In my adventures learning AngularJS I am confronted with strange problems all the time which is a really great thing. I love learning how to do new and intersting things in different programming environments. Today I was having problems with my URL not forwarding correctly on a callback method. Once a user was logged in I wanted the URL to forward to another page. I was using $location.path and setting it to a URL that was defined in my $routeProvider but it wasn't actually going to that page.
A quick Google search led me to this Stack Overflow page, AngularJS $location not changing the path, with the exact problem I was having. The answer, it turns out, is to add $scope.apply() after any changes you've made. This does a refresh on the scope and applies any changes you've made that may not have been updated. The answer describes a conflict with another library in his case jQuery. I am using Firebase to log the user in and I believe the conflict is there.
Here is my code and a little bit of explanation with it.
.controller('AuthController', ['$scope', '$rootScope', '$location', 'AuthService', function($scope, $rootScope, $location, AuthService) {
$scope.login = function(email, password) {
var ref = new Firebase('https://myfirebaseapp.firebaseio.com');
var auth = new FirebaseSimpleLogin(ref, function(error, user) {
if (error) {
// an error occurred while attempting login
console.log(error);
} else if (user) {
// user authenticated with Firebase
$rootScope.user = user;
$location.path('/stores').replace();
$scope.$apply();
} else {
// user is logged out
}
});
AuthService.login(email, password, auth);
}
$scope.createUser = function(email, password) {
var ref = new Firebase('https://myfirebaseapp.firebaseio.com');
var auth = new FirebaseSimpleLogin(ref, function(error, user) {
if (error) {
// an error occurred while attempting login
console.log(error);
} else if (user) {
// user authenticated with Firebase
$rootScope.user = user;
$location.path('/stores').replace();
$scope.$apply();
} else {
// user is logged out
}
});
AuthService.createUser(email, password, auth);
}
$scope.logout = function() {
var ref = new Firebase('https://myfirebaseapp.firebaseio.com');
var auth = new FirebaseSimpleLogin(ref, function(error, user) {
if (error) {
// an error occurred while attempting login
console.log(error);
} else if (user) {
// user authenticated with Firebase
} else {
// user is logged out
$rootScope.user = null;
}
});
AuthService.logout(auth);
}
}])
.factory('AuthService', ['$rootScope', '$location', function($rootScope, $location) {
return {
createUser: function(email, password, auth) {
auth.logout();
auth.createUser(email, password, function(error, user) {
if (!error) {
$rootScope.user = user;
}
});
},
login: function(email, password, auth) {
auth.logout();
auth.login('password', {
email: email,
password: password,
rememberMe: false
});
},
logout: function(auth) {
auth.logout();
}
}
}]);
The controllers.js file contains a simple controller to put my login, logout, and createUser functions in. I have off loaded the actual Firebase login to a service that I load in. I had a really hard time getting it all to work and found that putting the Firebase connections into the controller method and passing that to the service was the best route. I had the Firebase connection in the service but the callbacks were not firing quite in sync with the controller. This way I was able to get a more consistent timing of events.

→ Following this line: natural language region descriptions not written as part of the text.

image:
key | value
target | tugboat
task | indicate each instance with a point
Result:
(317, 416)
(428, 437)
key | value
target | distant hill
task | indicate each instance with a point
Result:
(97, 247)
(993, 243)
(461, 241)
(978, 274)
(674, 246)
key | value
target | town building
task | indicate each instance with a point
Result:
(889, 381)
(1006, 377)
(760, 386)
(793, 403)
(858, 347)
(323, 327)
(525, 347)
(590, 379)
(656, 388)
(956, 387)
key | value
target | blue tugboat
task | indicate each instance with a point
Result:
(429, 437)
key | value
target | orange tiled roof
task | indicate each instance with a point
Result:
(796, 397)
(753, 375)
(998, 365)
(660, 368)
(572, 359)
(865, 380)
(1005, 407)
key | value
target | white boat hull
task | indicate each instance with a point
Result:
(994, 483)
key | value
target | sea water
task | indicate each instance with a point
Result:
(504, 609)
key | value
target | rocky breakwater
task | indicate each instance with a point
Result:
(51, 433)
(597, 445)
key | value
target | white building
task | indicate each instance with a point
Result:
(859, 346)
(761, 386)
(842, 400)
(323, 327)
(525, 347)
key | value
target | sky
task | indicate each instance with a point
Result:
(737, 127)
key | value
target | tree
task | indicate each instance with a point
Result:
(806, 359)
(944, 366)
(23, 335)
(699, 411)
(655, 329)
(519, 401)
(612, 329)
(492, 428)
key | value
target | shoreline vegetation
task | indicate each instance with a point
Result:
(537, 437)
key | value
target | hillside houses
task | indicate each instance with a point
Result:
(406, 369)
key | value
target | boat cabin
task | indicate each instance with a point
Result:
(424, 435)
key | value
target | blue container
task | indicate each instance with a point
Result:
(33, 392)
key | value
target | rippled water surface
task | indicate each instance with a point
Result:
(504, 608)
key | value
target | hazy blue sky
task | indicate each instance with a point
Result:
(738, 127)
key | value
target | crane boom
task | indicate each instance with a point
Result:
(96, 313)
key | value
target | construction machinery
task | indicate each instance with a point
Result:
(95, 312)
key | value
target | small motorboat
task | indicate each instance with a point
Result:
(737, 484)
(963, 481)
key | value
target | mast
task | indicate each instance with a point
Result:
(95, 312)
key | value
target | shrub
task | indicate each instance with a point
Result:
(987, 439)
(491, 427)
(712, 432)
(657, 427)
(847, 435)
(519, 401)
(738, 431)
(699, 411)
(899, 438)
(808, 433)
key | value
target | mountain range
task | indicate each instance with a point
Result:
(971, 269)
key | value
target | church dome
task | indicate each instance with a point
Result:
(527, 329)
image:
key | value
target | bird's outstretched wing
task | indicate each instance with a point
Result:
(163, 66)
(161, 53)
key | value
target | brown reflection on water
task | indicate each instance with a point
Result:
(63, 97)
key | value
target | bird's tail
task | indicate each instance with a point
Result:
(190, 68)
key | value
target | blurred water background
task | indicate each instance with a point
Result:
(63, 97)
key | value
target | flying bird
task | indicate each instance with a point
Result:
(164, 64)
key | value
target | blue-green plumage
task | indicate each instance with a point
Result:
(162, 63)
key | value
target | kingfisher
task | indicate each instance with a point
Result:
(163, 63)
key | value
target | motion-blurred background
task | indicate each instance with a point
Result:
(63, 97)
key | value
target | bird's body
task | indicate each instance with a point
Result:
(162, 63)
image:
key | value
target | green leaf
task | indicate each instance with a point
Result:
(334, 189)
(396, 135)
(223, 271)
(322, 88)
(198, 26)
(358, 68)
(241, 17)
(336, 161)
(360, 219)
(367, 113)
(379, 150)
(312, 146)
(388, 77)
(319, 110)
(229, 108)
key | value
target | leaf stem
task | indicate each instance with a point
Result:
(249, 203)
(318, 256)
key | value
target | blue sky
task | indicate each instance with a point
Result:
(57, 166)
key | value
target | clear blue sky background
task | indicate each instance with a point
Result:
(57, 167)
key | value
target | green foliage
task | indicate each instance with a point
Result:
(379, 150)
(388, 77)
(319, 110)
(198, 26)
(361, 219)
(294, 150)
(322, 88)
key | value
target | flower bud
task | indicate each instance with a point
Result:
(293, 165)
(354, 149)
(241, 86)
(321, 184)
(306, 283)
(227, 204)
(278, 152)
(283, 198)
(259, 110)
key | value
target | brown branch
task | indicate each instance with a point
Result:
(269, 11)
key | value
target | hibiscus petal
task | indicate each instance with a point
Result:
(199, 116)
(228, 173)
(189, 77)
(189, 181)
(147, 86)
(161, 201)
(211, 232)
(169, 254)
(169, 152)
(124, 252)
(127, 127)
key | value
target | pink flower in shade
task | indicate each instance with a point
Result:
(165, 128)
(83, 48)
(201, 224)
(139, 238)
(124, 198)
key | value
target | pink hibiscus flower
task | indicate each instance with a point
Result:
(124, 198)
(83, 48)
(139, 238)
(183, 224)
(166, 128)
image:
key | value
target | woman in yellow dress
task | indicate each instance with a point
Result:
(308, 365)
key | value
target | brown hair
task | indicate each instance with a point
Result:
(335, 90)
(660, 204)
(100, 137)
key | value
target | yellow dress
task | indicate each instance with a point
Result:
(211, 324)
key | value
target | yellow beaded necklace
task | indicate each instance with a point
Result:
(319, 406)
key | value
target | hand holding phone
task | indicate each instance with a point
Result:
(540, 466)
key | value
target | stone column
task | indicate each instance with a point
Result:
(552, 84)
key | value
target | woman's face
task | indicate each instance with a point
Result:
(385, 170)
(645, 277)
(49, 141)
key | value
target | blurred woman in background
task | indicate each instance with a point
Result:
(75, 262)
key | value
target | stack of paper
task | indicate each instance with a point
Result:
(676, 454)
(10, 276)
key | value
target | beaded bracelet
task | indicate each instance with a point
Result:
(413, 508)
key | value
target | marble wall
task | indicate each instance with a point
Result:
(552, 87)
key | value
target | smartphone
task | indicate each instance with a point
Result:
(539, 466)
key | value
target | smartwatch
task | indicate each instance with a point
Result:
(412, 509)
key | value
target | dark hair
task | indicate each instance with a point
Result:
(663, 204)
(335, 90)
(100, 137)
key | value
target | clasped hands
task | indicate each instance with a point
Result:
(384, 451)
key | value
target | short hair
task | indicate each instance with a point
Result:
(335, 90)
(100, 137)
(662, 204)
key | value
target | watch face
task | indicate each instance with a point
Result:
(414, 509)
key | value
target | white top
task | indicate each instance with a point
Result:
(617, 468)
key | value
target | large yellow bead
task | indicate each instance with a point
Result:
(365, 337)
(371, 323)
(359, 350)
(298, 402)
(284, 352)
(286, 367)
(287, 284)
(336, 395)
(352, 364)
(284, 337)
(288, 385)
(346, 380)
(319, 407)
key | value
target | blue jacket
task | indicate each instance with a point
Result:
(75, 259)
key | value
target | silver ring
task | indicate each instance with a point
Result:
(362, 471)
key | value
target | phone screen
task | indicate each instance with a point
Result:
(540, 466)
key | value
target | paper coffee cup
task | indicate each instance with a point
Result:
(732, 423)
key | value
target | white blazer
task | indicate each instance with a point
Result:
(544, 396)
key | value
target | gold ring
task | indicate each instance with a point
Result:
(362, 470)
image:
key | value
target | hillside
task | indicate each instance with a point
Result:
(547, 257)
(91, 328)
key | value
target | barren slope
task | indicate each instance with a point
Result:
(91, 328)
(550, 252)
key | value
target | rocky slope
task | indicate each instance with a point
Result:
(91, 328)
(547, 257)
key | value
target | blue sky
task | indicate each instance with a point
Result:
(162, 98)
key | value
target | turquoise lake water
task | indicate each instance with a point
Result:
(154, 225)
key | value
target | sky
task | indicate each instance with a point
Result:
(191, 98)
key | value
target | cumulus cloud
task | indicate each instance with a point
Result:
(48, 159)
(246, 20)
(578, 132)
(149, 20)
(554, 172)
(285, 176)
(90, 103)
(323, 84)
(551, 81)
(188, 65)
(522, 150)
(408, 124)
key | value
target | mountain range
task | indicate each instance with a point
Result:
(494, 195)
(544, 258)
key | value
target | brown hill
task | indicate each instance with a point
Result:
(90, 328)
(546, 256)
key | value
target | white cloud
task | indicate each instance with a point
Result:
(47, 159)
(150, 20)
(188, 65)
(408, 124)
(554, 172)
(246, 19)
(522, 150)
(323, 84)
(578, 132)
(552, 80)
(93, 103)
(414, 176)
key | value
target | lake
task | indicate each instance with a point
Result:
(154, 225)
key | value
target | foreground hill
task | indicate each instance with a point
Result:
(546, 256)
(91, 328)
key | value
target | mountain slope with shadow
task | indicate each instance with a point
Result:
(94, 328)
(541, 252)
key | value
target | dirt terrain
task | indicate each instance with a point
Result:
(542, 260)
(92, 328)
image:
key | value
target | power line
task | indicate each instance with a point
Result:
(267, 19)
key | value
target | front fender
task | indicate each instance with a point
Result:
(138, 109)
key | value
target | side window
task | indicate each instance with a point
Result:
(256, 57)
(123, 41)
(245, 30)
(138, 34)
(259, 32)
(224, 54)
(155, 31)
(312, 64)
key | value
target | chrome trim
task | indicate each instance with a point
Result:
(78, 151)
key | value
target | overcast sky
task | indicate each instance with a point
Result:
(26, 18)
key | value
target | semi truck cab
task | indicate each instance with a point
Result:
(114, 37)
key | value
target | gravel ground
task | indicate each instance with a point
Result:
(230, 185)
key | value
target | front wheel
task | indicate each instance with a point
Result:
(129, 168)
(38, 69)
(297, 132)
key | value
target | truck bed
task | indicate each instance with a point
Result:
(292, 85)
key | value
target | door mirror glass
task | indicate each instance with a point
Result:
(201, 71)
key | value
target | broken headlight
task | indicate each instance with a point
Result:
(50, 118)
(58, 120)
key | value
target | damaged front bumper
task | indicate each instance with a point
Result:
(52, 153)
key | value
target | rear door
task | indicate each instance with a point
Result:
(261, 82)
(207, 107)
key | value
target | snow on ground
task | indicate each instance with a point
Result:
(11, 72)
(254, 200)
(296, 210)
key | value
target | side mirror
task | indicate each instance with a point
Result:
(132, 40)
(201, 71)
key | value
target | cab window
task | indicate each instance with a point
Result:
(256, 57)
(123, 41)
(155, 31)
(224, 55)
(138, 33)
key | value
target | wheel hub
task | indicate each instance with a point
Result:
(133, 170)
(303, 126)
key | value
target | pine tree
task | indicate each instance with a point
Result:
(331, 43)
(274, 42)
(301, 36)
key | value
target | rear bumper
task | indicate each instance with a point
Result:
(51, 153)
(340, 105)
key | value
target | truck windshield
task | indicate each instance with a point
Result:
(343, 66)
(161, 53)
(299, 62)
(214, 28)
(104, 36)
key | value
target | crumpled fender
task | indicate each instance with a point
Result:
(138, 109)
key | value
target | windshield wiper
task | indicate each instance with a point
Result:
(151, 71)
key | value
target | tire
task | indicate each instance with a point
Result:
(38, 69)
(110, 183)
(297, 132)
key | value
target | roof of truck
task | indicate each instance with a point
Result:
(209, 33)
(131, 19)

The FirebaseSimpleLogin has a callback that gets fired whenever an event happens with it. In our case that is user is created, user logs in, or user logs out. I then save the user data to the $rootScope to access it throughout my application and change the URL to a path of my choosing. At this point without the $scope.$apply() the URL would never actually get fired nor would the $scope realize that there was now a user object, though with the Chrome AngularJS plugin I could clearly see the data was in the scope. Using the $scope.$apply() cleared all of this up and it works great now.
If anyone has any comments on this or any bit of my code above I am very open to hearing about it. I am still learning AngularJS and am still unsure of proper coding standards.